Eu sei que a Macau de outrora não é isto, e cada vez mais vou percebendo que os fundamentos daquela terra são pouco adocicados. Casas de jogo clandestinas, tráfico de ópio e de mulheres, desobediência constante, joguinhos ardilosos com os mandarins, funcionários civis e judiciais pouco escrupulosos, tudo aproveitando-se de uma população bastante miserável. Ruas sujas, habitações na sua maioria estreitas, interiores sem luxo nem conforto. Eu sei… e não me esqueço disso. No entanto, meus caros, como sabe bem, ao sair desse lodaçal, penetrar nesta minha revigorante Macau pessoal – certamente idealizada, naturalmente kitsch, erguida de acordo com um gosto orientalizante da primeira metade do século passado numa casa perdida entre pinhais!
Sei, por outro lado, que, à semelhança da Macau que pretendeu representar, também a sala de que falo já não existe a não ser na minha memória. A passagem do tempo tem destas coisas: se há sítios que permanecem, há outros que não resistem, e cuja recordação se vai esboroando aos poucos, lenta mas inexoravelmente. Isso não é bom nem é mau: é o que é. Não vou dizer que este continuado processo de desmantelamento não me custa um bocadinho – acho que me custará sempre – mas a verdade é que, enquanto me lembrar daquela sala (e acho que jamais a esquecerei) terei forças para estudar, sem esmorecer, o “oriente português” (designação provavelmente tão disparatada como, se analisada fria e logicamente, o era aquela divisão) de que comecei a gostar verdadeiramente entre as suas quatros paredes.
Se o mundo fosse apenas um espaço aberto a análises frias e sensatas, seria certamente um lugar muuuito aborrecido! ;) 
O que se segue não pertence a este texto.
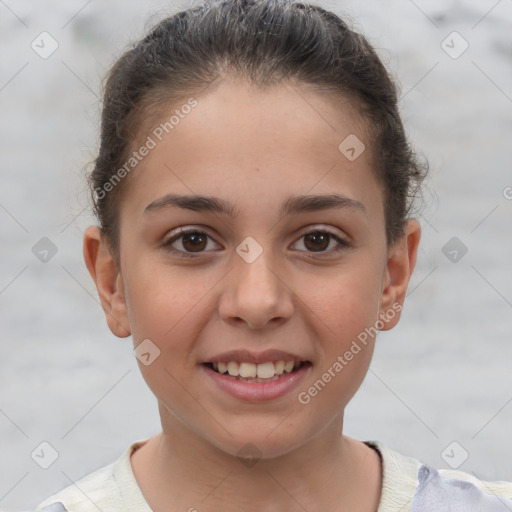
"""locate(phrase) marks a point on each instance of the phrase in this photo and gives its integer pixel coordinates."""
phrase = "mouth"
(268, 371)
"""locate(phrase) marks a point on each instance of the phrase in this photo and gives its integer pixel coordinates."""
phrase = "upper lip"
(245, 356)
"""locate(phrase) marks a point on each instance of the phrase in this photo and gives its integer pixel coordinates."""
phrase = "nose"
(256, 294)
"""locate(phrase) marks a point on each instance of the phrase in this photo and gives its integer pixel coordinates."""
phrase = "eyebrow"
(292, 205)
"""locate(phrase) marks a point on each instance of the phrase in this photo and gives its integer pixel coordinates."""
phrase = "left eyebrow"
(292, 205)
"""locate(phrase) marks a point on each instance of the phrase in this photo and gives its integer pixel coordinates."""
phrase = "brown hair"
(266, 42)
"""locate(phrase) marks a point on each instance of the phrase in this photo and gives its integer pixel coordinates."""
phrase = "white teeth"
(233, 368)
(279, 367)
(247, 370)
(266, 370)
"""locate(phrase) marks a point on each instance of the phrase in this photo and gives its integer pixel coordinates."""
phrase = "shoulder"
(96, 489)
(410, 485)
(111, 488)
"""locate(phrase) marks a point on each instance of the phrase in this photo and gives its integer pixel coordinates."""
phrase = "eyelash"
(343, 245)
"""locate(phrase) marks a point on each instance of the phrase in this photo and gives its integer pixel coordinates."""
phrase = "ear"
(399, 268)
(108, 279)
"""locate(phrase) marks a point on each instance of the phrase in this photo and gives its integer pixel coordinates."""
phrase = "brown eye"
(193, 242)
(317, 241)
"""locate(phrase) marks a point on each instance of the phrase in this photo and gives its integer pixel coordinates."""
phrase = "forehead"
(238, 140)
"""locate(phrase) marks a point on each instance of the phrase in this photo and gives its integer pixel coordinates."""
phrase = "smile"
(251, 372)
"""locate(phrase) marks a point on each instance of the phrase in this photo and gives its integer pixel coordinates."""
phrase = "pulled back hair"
(266, 42)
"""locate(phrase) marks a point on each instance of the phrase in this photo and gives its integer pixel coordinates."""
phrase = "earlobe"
(400, 265)
(108, 280)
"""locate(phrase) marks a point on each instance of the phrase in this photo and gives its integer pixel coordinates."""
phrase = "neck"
(329, 472)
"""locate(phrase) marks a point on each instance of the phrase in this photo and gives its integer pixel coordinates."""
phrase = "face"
(287, 261)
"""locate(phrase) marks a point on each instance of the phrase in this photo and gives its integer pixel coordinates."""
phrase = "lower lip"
(258, 391)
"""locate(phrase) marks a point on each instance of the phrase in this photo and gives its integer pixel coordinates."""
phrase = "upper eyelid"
(179, 232)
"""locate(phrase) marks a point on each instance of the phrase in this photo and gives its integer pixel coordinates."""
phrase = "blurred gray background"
(442, 376)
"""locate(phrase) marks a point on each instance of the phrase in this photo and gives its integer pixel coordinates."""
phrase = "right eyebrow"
(293, 205)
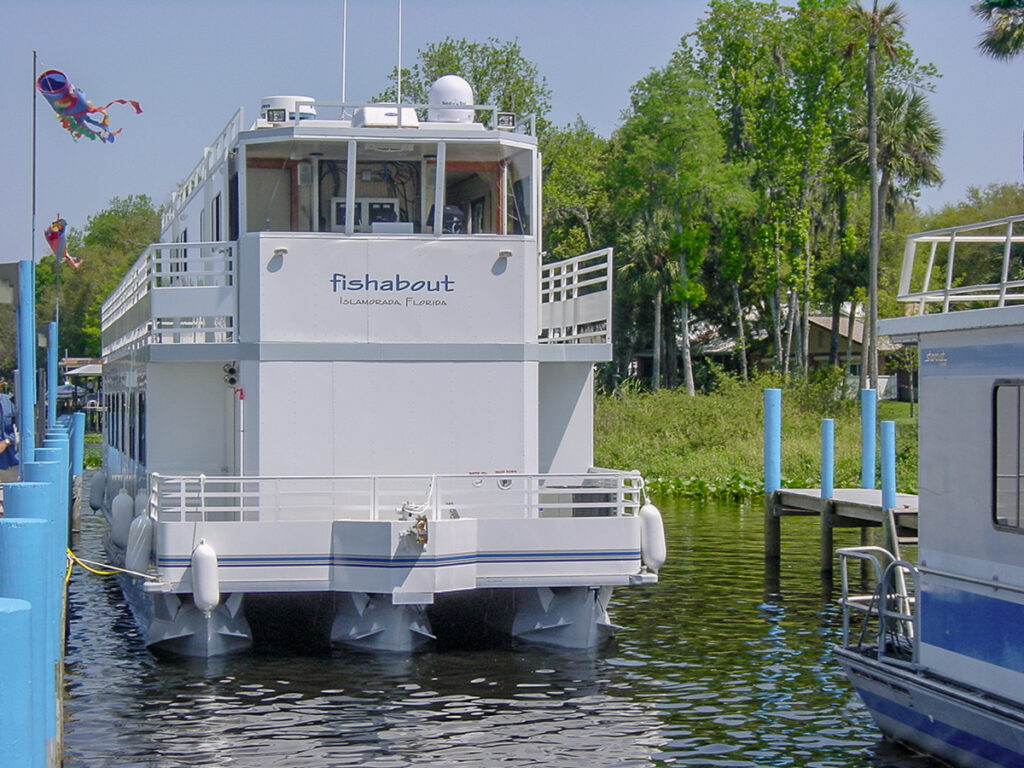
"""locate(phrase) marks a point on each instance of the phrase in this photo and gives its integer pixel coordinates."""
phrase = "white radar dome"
(449, 91)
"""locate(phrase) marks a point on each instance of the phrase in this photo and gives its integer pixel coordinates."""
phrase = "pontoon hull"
(937, 717)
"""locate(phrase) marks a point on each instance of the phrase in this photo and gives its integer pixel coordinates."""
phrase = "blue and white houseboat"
(347, 382)
(937, 651)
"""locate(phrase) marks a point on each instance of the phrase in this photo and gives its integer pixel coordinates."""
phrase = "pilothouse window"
(391, 187)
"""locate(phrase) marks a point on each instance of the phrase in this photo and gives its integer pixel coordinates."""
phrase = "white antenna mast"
(344, 49)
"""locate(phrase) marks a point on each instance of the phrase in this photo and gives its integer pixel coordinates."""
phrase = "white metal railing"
(213, 156)
(976, 263)
(269, 499)
(892, 605)
(576, 299)
(174, 293)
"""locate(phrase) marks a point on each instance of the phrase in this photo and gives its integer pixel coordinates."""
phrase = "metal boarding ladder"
(892, 604)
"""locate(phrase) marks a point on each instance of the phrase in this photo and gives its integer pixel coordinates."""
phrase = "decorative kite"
(74, 110)
(56, 237)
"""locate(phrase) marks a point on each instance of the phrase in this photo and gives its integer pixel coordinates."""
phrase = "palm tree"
(909, 140)
(1005, 36)
(881, 27)
(909, 143)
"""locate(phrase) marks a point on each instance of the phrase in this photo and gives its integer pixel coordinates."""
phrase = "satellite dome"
(448, 91)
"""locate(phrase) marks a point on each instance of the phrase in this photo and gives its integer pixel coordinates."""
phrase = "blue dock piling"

Tuesday, November 06, 2012

(A)NORMALIDADE(S)


Contra o que tem vindo a ser meu hábito – ou seja, contra o que se pode considerar “normal” – quebro hoje a “regra” (que não o é verdadeiramente… trata-se mais de um uso, juridicamente falando) de me limitar a contribuir semanalmente para a alimentação destes prazos serrazinescos. Tal quebra de rotinas – tal ato anormal, afinal – torna-se contudo muito mais compreensível se tivermos em conta o título do presente post.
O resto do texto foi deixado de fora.